Children and the Law
Course Number: 6645
Professor: Dona Playton
Credit Hours & Type of Credit: 3
Semester Offered: Spring
Prerequisites: Students must have completed their first year of law school.
Recommended Courses: None
Course Overview: This course will cover a broad range of issues touching upon children, including but not limited to: dependency; termination of parental rights; adoption and child custody and support, parental rights and state authority and the juvenile justice system. We will also study the interrelationship of rights and responsibilities among the child, parents and government; the perceptions of children's competence as a basis for government regulation; and the role of the child's lawyer, paying particular attention to practical and ethical considerations in representing children.
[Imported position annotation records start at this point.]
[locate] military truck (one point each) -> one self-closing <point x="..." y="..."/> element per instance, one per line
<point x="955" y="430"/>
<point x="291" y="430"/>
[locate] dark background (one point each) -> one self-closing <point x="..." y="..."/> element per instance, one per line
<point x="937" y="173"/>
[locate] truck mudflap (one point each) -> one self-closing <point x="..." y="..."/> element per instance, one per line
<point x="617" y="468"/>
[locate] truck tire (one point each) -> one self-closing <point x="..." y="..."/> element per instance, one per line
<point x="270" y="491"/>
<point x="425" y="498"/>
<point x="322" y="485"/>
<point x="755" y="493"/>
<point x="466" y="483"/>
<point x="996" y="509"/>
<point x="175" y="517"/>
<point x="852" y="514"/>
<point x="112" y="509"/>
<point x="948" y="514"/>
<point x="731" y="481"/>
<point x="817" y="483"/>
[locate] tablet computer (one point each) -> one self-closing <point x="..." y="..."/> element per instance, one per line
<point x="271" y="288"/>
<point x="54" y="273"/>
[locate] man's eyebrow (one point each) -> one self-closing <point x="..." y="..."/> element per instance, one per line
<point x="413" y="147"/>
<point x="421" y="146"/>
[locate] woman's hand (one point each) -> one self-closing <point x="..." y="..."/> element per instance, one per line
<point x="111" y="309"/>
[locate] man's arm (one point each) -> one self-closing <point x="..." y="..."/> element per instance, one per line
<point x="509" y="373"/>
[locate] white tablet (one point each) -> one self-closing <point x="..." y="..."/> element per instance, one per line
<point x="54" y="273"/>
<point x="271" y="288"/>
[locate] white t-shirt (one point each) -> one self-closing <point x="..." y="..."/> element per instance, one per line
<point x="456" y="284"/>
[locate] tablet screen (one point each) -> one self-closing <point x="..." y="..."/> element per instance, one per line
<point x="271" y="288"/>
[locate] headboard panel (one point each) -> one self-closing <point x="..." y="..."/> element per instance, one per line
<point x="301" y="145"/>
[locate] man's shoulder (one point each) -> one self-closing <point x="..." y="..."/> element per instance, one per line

Children and the Law is a course for students who are considering a career in child advocacy as well as for those who have any interest in the subject of juvenile law. Also for anyone who is considering general practice, the bulk of cases filed in Wyoming are divorce or family law cases that usually involve children. Using an interactive, seminar format, we will explore federal, as well as state laws, cases and regulations pertaining to the children in the legal system.
Children's issues frequently arise in general law practice, including in child abuse and neglect cases, domestic relations, adoption and delinquency proceedings. Both nationally and in Wyoming, lawyers, judges and advocacy organizations are struggling with many concepts surrounding children in our legal system. A course on children and the law is very timely. In child abuse and neglect cases, the legal representation of parents, children, and child protection agencies is often seriously deficient.
Course Materials: See the current Book List located under Courses and Curriculum.